Yarnbombing Los Angeles (YBLA) is a group of guerrilla knitters that have been collaborating since 2010. They are based at the 18th Street Arts Center in Santa Monica, California. YBLA stages public installation art and performances to help expand the definition of public art to embrace street art, Urban Interventionism and ephemera. Collaborative art making, community building, public outreach, blurring boundaries between contemporary art practices, graffiti and craft are integral components to YBLA's practice.

== History ==
YBLA organically grew out of a series of participatory yarn bombing events in Los Angeles, California. Inspired by the book Yarn Bombing: The Art of Crochet and Knit Graffiti by Mandy Moore and Leanne Prain, Heather Hoggan of Arroyo Arts Collective and Amy Inouye of Future Studio decided to organize Fig Knit On in October 2010. The event took place on Figueroa Street in Highland Park, Los Angeles and had 19 local participants.
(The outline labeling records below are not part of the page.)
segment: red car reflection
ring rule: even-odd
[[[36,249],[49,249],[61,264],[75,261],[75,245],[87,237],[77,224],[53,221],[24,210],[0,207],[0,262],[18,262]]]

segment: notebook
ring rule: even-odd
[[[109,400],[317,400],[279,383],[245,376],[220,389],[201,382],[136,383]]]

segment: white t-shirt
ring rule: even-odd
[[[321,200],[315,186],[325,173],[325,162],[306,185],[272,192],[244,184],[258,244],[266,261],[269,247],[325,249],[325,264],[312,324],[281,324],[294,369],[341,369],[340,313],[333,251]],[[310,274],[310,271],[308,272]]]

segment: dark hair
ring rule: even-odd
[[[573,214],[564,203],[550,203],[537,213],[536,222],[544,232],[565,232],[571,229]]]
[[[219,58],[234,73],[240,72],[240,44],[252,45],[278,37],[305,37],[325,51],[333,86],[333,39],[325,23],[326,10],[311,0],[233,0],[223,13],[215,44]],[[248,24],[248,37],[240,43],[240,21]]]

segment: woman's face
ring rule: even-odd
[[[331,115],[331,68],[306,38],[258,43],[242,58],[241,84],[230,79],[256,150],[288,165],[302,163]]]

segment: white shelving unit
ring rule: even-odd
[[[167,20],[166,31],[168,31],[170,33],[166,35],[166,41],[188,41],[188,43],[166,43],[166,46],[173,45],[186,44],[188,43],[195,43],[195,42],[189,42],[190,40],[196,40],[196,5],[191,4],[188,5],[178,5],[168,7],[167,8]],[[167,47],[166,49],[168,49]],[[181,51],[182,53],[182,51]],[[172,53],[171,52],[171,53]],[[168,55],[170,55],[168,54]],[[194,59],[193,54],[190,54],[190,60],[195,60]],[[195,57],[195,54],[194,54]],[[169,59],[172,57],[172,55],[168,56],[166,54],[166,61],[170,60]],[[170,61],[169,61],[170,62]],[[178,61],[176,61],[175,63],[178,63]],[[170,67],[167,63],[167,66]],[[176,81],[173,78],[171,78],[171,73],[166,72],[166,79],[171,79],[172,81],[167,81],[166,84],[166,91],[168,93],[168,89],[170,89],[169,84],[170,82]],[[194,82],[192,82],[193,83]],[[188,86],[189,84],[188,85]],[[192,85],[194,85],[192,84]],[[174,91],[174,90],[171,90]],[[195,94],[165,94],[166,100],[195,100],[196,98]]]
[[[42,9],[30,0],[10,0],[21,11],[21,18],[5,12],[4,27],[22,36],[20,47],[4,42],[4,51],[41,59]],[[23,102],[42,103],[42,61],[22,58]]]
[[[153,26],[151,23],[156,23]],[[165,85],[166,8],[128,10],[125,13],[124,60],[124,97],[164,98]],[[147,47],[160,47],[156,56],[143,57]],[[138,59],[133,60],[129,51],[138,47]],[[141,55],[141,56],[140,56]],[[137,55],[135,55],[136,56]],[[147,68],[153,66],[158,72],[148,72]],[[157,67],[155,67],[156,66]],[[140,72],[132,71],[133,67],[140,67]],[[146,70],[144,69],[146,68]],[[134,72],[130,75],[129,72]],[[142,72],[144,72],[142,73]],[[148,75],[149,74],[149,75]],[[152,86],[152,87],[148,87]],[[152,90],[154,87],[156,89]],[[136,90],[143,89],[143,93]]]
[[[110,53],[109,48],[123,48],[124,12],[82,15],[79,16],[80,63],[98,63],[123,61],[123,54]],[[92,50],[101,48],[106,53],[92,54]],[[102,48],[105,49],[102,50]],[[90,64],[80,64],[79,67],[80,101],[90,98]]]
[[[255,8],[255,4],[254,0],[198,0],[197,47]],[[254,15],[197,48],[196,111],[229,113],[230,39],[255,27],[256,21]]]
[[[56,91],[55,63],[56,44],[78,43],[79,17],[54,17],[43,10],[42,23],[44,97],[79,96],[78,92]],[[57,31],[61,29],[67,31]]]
The group stayed together when Fig Knit On participant Arzu Arda Kosar invited Hoggan to another yarn bombing at the 18th Street Arts Center on June 18, 2011 and 12 of the Fig Knit On participants signed on. What followed was a six month process of putting together Yarn Bombing 18th Street where local participants met monthly at Kosar’s 18th Street studio and some even developed additional projects such as the Empathy Circle.

Yarnbombing 18th Street formed a Facebook page and was soon joined by 50 local and international cohorts who signed up to create their own original site-specific installations. Due to the diversity of the participants, Yarn Bombing 18th Street ended up becoming an international survey of the yarn bombing movement showcasing a wide variety of installations that ranged from the highly political to whimsical to conceptual pieces. The event deliberately coincided with the 18th Street Arts Center's Debating Through the Arts event by Inez S. Bush & Jerri Allyn, who was a member of the Woman's Building, and so Yarnbombing 18th Street was therefore presented in relation to a movement that questioned established art practices on material, technical, and conceptual levels.

The group then yarn bombed their own cars outside the Museum of Contemporary Art, Los Angeles’s Art in the Streets show in August 2011 to bring yarn bombing to the attention of street art lovers. By then the group adopted the collective name Yarnbombing Los Angeles (YBLA). The core members, participants and level of involvement among collaborators have been fluid based on project.

== Art ==
YBLA activities range from knit graffiti workshops for Los Angeles Unified School District teachers, students, and their parents, to installing hugging trees around town, ongoing participatory projects such as the Urban Letters and Forest for the Trees and interactive installations such as the Wishing Tree and “Wish I Were Here” pillows.

YBLA’s largest endeavor to date is CAFAM Granny Squared, a self-produced grassroots project that brought together an international community of over 500 artists and crafters to cover the façade of the Craft and Folk Art Museum with granny squares to make a statement about artistic and institutional identities. CAFAM Granny Squared was installed in May 2013 and dismantled in September 2013. Leftover contributions were assembled into blankets as part of a collaboration with the Downtown Women's Center. Christopher Knight, art critic at the Los Angeles Times, referred to the installation as "wonderfully weird," "jarringly playful," and "disconcertingly fuzzy," while placing it into a context with Minimalist repetition and Bauhaus textile arts.

YBLA has monthly meetings every 3rd Saturday from 2-5pm at the Craft and Folk Art Museum that are open to the public.

== Literature ==
Yarn Bombing Los Angeles released a self-published catalog of an exhibit held at 18th Street Arts Complex, Santa Monica, CA in June 2011 titled Yarn Bombing 18th Street by Arzu Arda Kosar. Another book, CAFAM Granny Squared: Yarnbombing Los Angeles was published in 2013, to document the event of that name.